[citation][nom]sykozis[/nom]I own both a Windows Phone 7 based HTC phone and an Android phone. Compared to Windows Phone 7, Android is garbage. The Android phone freezes constantly and it's battery life is laughable. Quite frankly, given the amount of Android fanboyism, I expected a much better experience than I've seen. After almost 2 months, I can't find anything my Android based phone can do...that my HTC running Windows Phone 7 can't....except irritate me to no end. I had my HTC for 5 months and aside from the speaker failing, the phone worked flawlessly. My Android phone however, will be getting replaced with a new Windows Phone 7 device. Also, WP7 devices don't suffer from 1 major issue that Android devices do. The carriers have NO control over updates to Windows Phone devices. Unlike Android where the carriers can decide whether or not a device gets an update/upgrade...Microsoft controls all updates to Windows Phone. This is also why carriers try to push buyers away from Windows Phone....the control issue. I'd rather MS control the flow of updates/upgrades to my phone, than the carrier. Plus, there's zero fragmentation with Windows Phone....Windows Phone 7 runs as well on that "mediocre" hardware as Android does on a quad core....[/citation]

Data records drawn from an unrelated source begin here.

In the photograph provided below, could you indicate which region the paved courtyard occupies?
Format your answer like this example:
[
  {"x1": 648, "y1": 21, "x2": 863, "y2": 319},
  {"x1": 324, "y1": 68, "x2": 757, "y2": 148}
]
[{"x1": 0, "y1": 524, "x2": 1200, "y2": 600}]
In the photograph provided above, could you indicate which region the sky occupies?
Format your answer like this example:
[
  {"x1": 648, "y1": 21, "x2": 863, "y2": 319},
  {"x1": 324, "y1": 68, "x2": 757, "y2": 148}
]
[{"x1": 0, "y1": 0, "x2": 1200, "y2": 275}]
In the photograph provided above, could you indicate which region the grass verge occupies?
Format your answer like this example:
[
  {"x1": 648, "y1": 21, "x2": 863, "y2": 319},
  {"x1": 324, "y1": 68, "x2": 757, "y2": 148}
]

Care to say exactly what models these phones are? Some droids suck, but some don't. It depends on which one you choose. For example, my somewhat older HTC Evo 4G has no crashing, freezing, etc. etc. and is very responsive, but my Samsung Transform does and can be slow to respond to input. The Evo 4G also has its extended battery and already lasts over a full day of heavy usage. It has a single core 1GHz Snapdragon, not some quad or even dual core... It's an older phone Droid, yet it can do that.

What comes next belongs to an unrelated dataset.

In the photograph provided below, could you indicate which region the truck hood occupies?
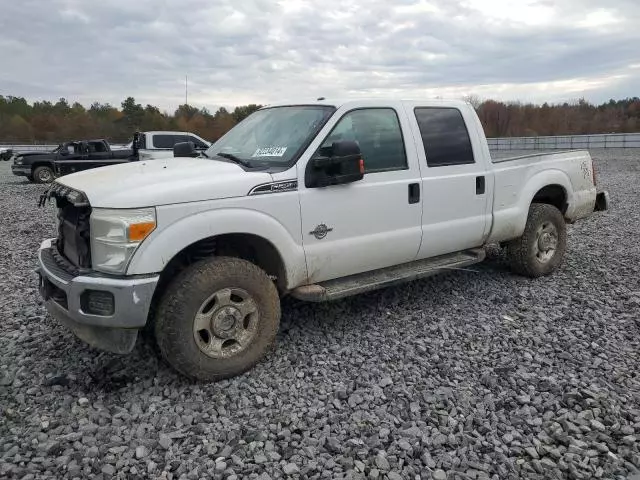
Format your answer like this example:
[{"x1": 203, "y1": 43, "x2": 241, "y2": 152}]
[{"x1": 56, "y1": 158, "x2": 272, "y2": 208}]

Also, if you truly care, you can updated your Droid to a custom copy of the newest version of Android whenever you want to regardless of what version the carriers want you to run. They only pretend to have control; the carriers don't really have control. You have control over your Droid and it can most certainly do many thing that WP7, as of yet, can't do. For example, I have many emulators and other such programs that are not present on Windows Phone and many of which aren't even present in Apple's iOS app store.